Cole Adam Reilly completed their Master’s in Computer Science at the University of Massachusetts Amherst in 2021, where they now teach. In between semesters, they work at a number of excavations designing systems to visualise arguments and benefit the archaeological process.
Julian Rohrhuber works in an interdisciplinary field of media theory that combines philosophy, informatics, anthropology and art. His current research is on abstract objects, algorithmic acoustics and fieldwork in philosophy. As a professor at the Robert Schumann Hochschule in Düsseldorf, he develops art as a form of theory as well as teaching as a mode of research. As a programmer, he devises open source systems for experimental programming and electronic music. His recent publications are concerned with topics like patents and algorithms, the history of programming and mathematics, art theory, sonification and documentary film. Recent texts concern theories of time and the citizenship of abstract entities.
Kalliope Sarri is an archaeologist specialising in the prehistory of the Aegean. She studied history, archaeology and art history at the University of Athens and at the Institute of Prehistory and Early History at the University of Heidelberg.
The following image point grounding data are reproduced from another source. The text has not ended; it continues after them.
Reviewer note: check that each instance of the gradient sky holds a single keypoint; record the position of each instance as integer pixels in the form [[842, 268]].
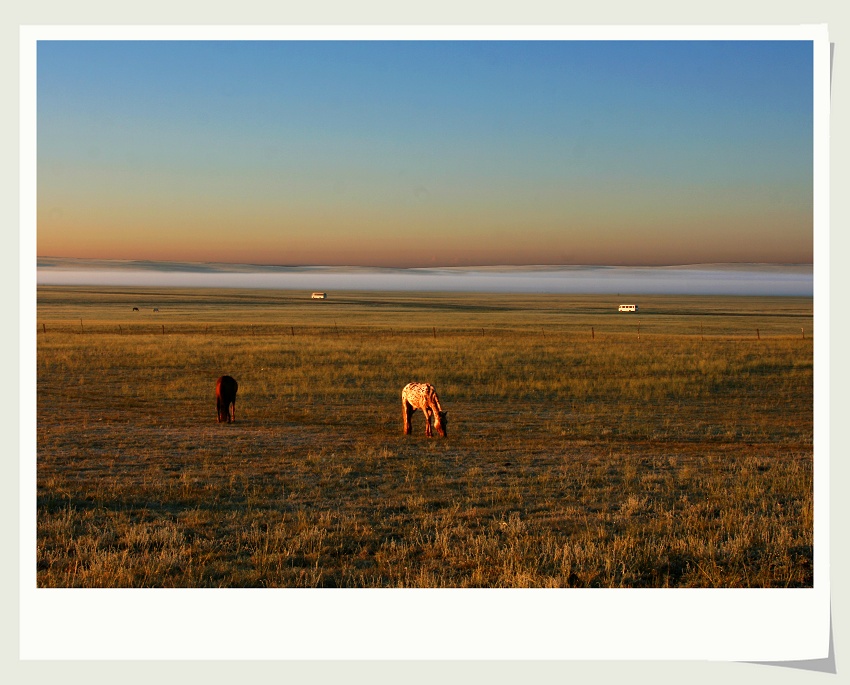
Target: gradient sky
[[426, 153]]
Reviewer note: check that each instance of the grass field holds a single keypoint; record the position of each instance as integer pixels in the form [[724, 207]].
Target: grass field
[[586, 448]]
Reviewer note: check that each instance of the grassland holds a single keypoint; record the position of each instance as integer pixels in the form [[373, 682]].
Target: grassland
[[586, 448]]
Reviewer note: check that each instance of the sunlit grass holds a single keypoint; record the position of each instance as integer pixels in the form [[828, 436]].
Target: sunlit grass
[[682, 457]]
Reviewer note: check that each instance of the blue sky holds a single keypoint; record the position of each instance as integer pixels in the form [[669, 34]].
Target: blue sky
[[426, 153]]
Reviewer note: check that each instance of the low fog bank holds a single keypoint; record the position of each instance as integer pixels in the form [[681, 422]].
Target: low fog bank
[[713, 279]]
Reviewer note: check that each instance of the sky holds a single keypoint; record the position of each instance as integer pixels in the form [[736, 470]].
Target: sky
[[426, 153]]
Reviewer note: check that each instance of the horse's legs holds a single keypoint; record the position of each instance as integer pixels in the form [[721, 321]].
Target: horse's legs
[[407, 410]]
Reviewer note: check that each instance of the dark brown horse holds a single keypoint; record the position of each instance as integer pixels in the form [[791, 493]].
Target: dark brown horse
[[225, 399]]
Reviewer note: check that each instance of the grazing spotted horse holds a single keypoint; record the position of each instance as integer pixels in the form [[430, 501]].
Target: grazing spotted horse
[[423, 396], [225, 399]]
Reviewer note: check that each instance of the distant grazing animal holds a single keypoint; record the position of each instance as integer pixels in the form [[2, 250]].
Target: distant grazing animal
[[225, 399], [423, 396]]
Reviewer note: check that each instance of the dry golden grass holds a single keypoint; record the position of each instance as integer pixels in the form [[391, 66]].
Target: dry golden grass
[[582, 451]]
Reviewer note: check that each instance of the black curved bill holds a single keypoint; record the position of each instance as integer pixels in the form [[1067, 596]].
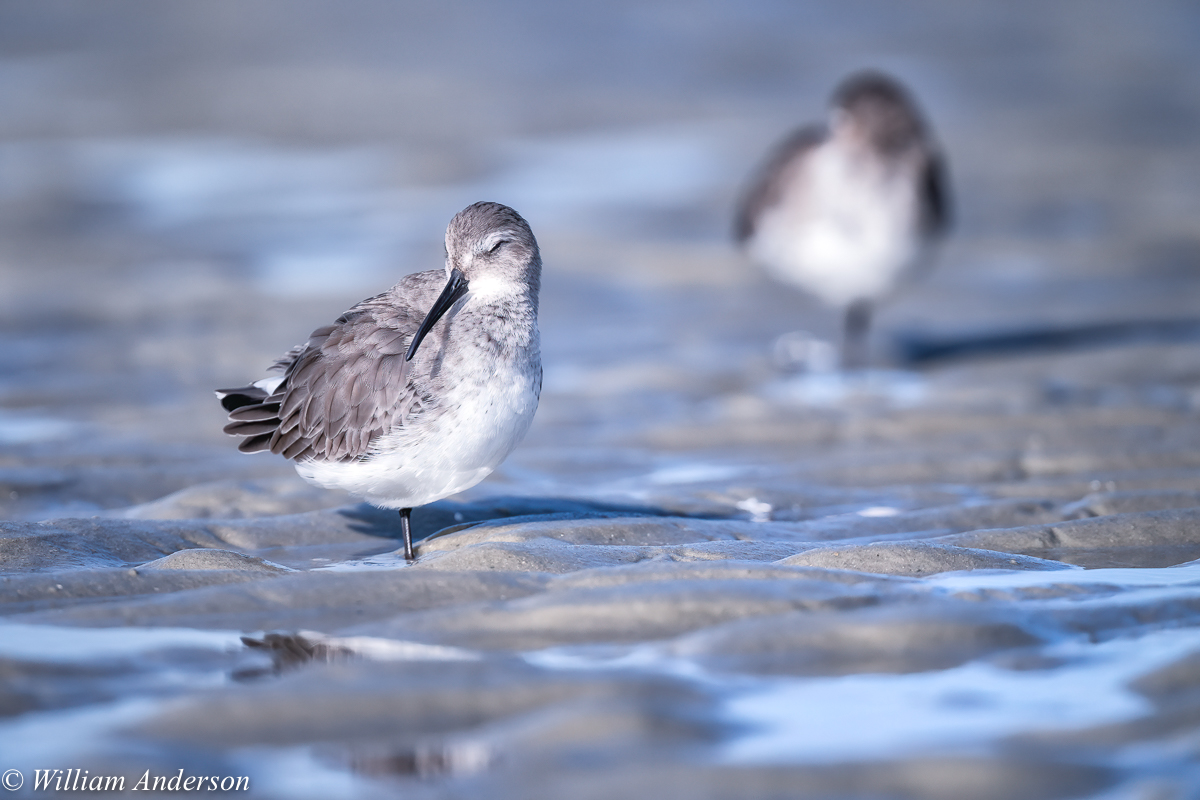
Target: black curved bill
[[456, 287]]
She is particularly interested in social organisation, burial customs and the development of ancient ceramic and textile technologies. She participates in research programmes on related topics and is co-organiser of activities in the field of experimental archaeology.
Anthony Tuck is Professor and Chair of the Department of Classics at the University of Massachusetts, Amherst. He serves as the Director of Excavations at the archaeological site of Poggio Civitate (Murlo), an Etruscan settlement located in central Tuscany. His work spans a range of issues arising from the site, including problems related to emergent aristocracy, the archaeology of narrative, and a consideration of manufacturing and production’s relationship to identity.